Keywords:Avoiding arbitration, the teachers' union and school board have agreed to a two-year contract that would raise wages by 1 percent and 1.25 percent in the first and second years of the agreement. Teachers also would pay slightly more for their health care premiums and would work one less day each year over the next two school years.It sounds like the Teachers Union saw the handwriting on the chalk board, and that they weren't going to do much better in the arbitration process. Anyone asking for more money and benefits, while also asking for less hours would probably get little sympathy from anyone these days. The fact remains that this will cost the town more at a time when we can least afford any new expense.
Union members voted on Tuesday to ratify the contract, which would take effect July 2009.
The school board and town council still need to formally approve the agreement, and both are expected to do so. The pay raises are the lowest for the teachers' union in recent memory, and school board Chairman Terry Schmitt called it "a harbinger of the things to come, of what's going to be happening in town after town."
The deal caps weeks of difficult negotiations between the school board and the West Hartford Education Association. The contract comes as town officials are projecting a drop in state aid next year.
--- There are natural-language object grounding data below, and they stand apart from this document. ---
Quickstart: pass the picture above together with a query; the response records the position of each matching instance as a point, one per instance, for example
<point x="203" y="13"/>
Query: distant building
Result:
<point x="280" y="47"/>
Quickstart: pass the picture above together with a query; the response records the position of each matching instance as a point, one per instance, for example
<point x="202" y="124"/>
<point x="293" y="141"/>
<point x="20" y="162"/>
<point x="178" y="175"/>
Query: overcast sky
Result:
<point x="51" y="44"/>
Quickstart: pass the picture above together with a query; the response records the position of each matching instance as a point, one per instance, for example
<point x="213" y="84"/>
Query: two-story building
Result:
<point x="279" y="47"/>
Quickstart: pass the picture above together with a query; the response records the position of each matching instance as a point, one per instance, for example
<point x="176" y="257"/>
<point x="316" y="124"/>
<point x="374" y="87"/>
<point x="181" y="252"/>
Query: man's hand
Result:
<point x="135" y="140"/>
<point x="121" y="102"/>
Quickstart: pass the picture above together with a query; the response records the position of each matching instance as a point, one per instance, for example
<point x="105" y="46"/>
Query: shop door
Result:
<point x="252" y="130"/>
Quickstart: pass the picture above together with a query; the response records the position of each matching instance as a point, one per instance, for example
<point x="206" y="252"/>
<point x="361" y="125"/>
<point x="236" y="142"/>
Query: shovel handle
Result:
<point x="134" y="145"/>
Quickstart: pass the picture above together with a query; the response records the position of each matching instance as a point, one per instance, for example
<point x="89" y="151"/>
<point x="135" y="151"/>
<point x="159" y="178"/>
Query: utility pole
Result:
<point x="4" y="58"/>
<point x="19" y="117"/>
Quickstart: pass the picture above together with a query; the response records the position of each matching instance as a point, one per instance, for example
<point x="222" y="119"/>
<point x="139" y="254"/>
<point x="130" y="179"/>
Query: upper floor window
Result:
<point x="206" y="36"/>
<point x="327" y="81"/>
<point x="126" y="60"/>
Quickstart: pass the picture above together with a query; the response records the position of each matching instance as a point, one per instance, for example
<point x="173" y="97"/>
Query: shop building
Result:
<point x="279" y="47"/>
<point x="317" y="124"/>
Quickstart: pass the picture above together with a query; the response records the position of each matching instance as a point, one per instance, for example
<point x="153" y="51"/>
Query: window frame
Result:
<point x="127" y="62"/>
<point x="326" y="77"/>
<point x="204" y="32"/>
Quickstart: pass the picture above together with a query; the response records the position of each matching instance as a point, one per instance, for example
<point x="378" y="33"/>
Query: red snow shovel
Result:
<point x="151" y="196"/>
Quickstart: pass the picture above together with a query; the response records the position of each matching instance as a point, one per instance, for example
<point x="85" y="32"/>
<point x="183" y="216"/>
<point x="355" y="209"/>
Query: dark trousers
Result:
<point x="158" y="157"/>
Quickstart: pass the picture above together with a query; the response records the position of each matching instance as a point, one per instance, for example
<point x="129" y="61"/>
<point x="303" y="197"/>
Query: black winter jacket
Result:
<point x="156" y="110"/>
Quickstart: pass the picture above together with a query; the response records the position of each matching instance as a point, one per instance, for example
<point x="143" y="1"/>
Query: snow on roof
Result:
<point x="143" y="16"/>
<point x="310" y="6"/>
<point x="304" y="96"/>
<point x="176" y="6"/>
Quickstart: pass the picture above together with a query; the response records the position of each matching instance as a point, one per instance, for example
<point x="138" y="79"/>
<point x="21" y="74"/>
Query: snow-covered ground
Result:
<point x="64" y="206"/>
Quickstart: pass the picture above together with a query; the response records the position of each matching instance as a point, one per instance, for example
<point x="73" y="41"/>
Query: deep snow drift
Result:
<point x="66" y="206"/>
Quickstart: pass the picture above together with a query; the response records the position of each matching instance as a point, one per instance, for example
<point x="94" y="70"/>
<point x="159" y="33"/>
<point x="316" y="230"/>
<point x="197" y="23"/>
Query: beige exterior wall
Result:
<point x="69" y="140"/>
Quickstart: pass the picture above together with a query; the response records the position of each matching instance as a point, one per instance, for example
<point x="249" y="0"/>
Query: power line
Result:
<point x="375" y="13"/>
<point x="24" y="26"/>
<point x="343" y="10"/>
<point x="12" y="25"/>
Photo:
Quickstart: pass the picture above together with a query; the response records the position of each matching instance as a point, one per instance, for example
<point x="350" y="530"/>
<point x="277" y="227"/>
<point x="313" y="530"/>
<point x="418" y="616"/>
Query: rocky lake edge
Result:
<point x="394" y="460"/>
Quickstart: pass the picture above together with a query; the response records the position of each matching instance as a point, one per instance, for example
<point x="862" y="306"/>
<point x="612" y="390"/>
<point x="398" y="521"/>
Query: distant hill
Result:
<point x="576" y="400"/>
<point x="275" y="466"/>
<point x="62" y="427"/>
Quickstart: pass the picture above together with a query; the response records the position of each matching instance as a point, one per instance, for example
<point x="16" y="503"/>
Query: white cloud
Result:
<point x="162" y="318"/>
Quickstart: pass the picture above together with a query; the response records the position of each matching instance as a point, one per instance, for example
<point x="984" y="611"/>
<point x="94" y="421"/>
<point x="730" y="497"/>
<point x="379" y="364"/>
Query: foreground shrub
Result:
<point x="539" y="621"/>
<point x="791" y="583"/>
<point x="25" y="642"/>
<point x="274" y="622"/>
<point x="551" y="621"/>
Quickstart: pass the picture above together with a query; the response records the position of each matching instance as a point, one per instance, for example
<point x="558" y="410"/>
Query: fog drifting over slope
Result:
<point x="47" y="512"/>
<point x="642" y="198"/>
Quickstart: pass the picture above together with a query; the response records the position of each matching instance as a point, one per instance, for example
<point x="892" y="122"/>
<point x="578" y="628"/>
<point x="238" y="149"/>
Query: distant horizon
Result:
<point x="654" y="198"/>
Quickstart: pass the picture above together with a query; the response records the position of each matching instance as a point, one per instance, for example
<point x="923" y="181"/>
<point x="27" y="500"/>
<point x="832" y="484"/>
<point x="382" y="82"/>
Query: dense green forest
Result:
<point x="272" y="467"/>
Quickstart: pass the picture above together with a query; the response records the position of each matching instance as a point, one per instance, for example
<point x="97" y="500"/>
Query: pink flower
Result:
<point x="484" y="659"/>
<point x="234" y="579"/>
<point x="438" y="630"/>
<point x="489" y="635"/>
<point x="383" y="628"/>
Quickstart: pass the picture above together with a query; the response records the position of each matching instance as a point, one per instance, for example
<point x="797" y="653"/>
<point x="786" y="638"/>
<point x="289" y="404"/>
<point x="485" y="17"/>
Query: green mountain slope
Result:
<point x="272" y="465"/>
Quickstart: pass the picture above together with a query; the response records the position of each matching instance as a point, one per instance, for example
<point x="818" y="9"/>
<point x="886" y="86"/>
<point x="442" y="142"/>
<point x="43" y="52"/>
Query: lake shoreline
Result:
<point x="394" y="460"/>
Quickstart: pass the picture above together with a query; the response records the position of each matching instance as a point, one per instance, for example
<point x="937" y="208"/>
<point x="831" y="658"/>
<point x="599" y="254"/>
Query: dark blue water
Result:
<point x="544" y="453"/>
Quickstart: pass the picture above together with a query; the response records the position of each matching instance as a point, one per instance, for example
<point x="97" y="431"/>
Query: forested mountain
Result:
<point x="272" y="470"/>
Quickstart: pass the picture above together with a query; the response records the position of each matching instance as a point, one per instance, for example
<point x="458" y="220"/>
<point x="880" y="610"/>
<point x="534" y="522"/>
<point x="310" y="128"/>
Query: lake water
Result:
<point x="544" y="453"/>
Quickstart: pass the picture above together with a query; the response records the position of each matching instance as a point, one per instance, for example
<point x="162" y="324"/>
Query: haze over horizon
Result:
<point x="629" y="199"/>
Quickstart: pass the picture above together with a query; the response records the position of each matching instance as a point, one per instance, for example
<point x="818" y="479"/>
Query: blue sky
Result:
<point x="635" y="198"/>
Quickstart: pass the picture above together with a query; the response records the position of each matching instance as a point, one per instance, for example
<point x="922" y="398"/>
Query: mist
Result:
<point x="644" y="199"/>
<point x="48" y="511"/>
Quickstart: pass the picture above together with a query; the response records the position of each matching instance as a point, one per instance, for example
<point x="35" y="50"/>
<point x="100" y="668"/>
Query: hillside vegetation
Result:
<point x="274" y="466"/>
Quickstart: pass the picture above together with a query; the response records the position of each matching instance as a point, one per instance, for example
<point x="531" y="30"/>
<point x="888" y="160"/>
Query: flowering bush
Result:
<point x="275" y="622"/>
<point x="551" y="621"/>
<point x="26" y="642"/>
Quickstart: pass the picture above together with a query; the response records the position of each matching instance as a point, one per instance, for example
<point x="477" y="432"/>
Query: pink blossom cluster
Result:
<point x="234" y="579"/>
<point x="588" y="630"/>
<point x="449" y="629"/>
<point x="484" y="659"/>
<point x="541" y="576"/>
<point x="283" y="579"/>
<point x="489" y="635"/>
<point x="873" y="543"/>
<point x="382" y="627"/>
Teacher salaries account for $54.1 million of the school district's $123.4 million budget and, at a minimum, the 1 percent and 1.25 percent wage increases would cost taxpayers an extra $1 million over the life of the contract at current staffing levels.Union President David Dippolino said that he believed the settlement "balances the need to contain escalating costs while maintaining the school system's ability to attract and retain a high quality teaching staff." As if West Hartford isn't already attractive to those in the education business. We ought to have a hiring freeze just the same, and even cut a few on staff. Let's start with some of those teachers who really don't teach. As far as escalating costs go, we shouldn't just be trying to pay for what we already do, but we ought to be examining if everything we currently do is necessary. A household doesn't just try to "balance escalating costs"; sometimes you have to cancel the newspaper and magazine subscriptions, or cancel cable service, or even buy hamburger instead of steak. And what about State mandates? What do those cost us? Can we get our State delegation to the Capitol to get some of those suspended or repealed altogether?
However, the pay raise does not factor in an additional "step" increase that about two-thirds of the union's 867 members will also receive as they rise in seniority. Under the existing three-year pact, teachers' salaries increased 3 percent this year, and those who qualified for step pay received an overall boost of about 5 percent.
The deal includes an agreement from the board to increase the number of graduate courses eligible for tuition reimbursement. In addition, the 2009-10 school year would be reduced to 183 days, followed by 182 days in the 2010-11 year. There are currently 184 instructional days in the district — state law requires at least 180 days for students in grades K-12.